Dans les années ’30, plusieurs objets « collectés » par Emile Storms lors de son expédition dans les environs du lac Tanganyika ont été donnés à votre institution par son épouse. Votre musée a-t-il conservé la totalité de cette collection ?

Guido Gryseels : Oui, nous avons tout conservé, à l’exception des crânes qui faisaient partie de la collection d’anthropologie physique, laquelle a été transférée en 1964 à l’Institut royal des sciences naturelles.

Vu les circonstances violentes dans lesquelles elles ont été collectées, la conservation par le MRAC des statuettes léguées par la veuve de Storms vous inspire-t-elle un certain malaise ?

Evidemment ! On peut regarder le colonialisme en Afrique avec les yeux de l’époque mais si on le regarde avec des yeux d’aujourd’hui, on ne peut que s’en distancier. On ne peut que se distancier de ce système qui consistait à administrer un pays à 8.000 kilomètres d’ici en ayant recours à des militaires, à la force et à la violence ; On ne peut que prendre distance par rapport à un système raciste qui préconisait la supériorité des Européens sur les Africains et enfin, par rapport à l’exploitation qui a été faite des richesses au profit du capitalisme. Donc clairement, nous n’éprouvons aucune sympathie pour la façon choquante dont certaines collections ont été acquises par l’action de militaires, par le recours à la violence.

Le malaise que vous évoquez existe bel et bien. Et je dois vous dire que je suis heureux que le président Macron a récemment ouvert le débat sur le patrimoine culturel issue des colonies qui se trouve actuellement en Europe. C’est une véritable problématique mais il n’y a pas de réponse simple. Affirmer que l’on va tout restituer en quelques années, c’est un peu simpliste, mais il y a une ouverture pour discuter, pour examiner les options envisageables. C’est le moment du débat. Cela dit, des cas comme celui de la collection « Storms » sont tout de même extrêmes. Beaucoup d’objets sont aussi arrivés dans notre institution par des voies plus

« normales », par les biais de fonctionnaires, de scientifiques. Et surtout par celui de ces missionnaires qui furent les premiers anthropologues en Afrique. Ils parlaient les langues locales, ils s’intéressaient vraiment aux populations, à leur culture. Outre les objets qu’ils ont rapportés, ils nous ont fourni une documentation très importante. Bien sûr, cela s’est aussi fait dans un cadre colonial, c’est une évidence que l’on ne peut contourner.

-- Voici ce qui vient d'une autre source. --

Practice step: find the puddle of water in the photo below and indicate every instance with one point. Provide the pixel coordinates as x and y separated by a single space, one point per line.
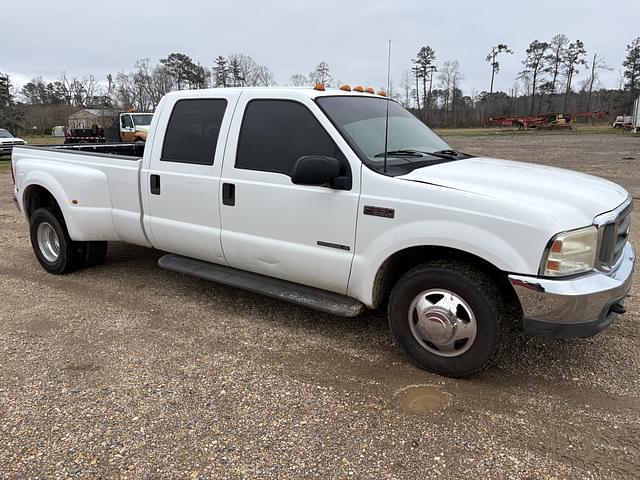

Le Musée royal de l’Afrique centrale est en pleine rénovation. Dans sa nouvelle mouture, les circonstances violentes dans lesquels certaines collections – comme celle de Storms – ont été acquises seront-elles clairement explicitées à vos visiteurs ?

Absolument. Et pour décrire cette violence, on aura notamment recours à certains textes écrits pendant l’époque coloniale.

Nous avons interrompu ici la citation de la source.